Growing up in Miami, Florida, Stephen Nagy was surrounded by diverse cultures. He especially got to know Latin American culture. He kept up friendships with people around the world during his nearly 50 years working in the food industry. And, over the years, he found that he particularly liked Bolivians.

“All the Bolivians I have worked with stood out in my mind as exceptional in their politeness and kindness. So naturally, when I was approaching retirement age and looking at becoming an expat, Bolivia was among the first countries that came to mind.”

He looked into all Bolivia’s major cities before deciding on Sucre, known as Bolivia’s “White City” for its white-washed, historic buildings. And over a year ago he traded his working-world stress for a new life there.

“This place is crazy; it blew away all my expectations, but in a good way. It’s amazing,” says Stephen. “The weather is always perfect. The atmosphere is tranquil and relaxed. People pay close attention to each other here. Their hearts are so big and the families are all so close. The young people are respectful and considerate, and always give up their seat on a bus to an elder.”

“If you’re making $1,000 a month, even as little as $8,000 a year, you can live like a king—more than comfortably,” says Stephen of the low-cost retirement he’s found in Sucre.

“I mean renting a nice place, shopping at the supermarkets for the foods you are used to, and enjoying eating out and entertainment. A single person who is more frugal can live on as little as $500 a month pretty easily. The beauty of this city and the warmth of the people only amplify the value.”

Because of the low cost of living, Stephen finds that he can live very well in Sucre, Bolivia

The one-bedroom apartment Stephen rents for $292 a month came fully furnished. His rent also includes cable TV, internet, hot water, cooking gas, and weekly maid service.

Food here is inexpensive, too.

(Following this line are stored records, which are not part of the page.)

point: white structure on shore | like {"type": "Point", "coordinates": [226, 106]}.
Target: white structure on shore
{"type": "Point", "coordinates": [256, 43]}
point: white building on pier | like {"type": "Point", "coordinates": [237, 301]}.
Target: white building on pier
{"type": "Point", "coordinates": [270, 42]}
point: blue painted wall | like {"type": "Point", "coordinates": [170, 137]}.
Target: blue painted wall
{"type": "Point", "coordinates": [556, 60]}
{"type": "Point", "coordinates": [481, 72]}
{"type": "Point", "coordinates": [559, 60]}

A dozen bananas in the market cost about 75 cents; one avocado is about 40 cents; 3.3 pounds of tomatoes are $1 and the same amount of onions is 50 cents. And grocery store goods and processed foods cost about one-third of typical U.S. prices.

Dining options aren’t bad, either. You’ll find eateries around every corner, ranging from wagon vendors with street food to five-star restaurants. “The food is good here,” says Stephen.

“You can get a chorizo sandwich or hamburger that tastes great from a vendor for about 80 cents. There is a range of brick-and-mortar restaurants in town with interesting culinary choices. I like Casa de Artistas, which is also loved by the locals (a good indication of quality), where you can get massive amounts of food for only $4.50.”

Stephen usually spends his mornings in his apartment, sipping on mountain-grown Bolivian coffee, writing content for books he plans to write, and checking the latest political uproar back home. In the afternoons, he ventures out into the beautiful city, which is lined with parks, plazas, and colonial architecture.

Sucre sits at around 9,220 feet in the Andes. This location creates a climate with mild, spring-like temperatures averaging 68 F to 72 F most of the year.

“It’s amazing, being this high up with a mild temperature and watching the palm trees swinging in the gentle breeze. I had never heard of anything like this climate. When I used to live on the beach, I’d be desperate to cool down; the Gulf of Mexico got up to 82 F. For me the mild temperatures here are a welcome change.”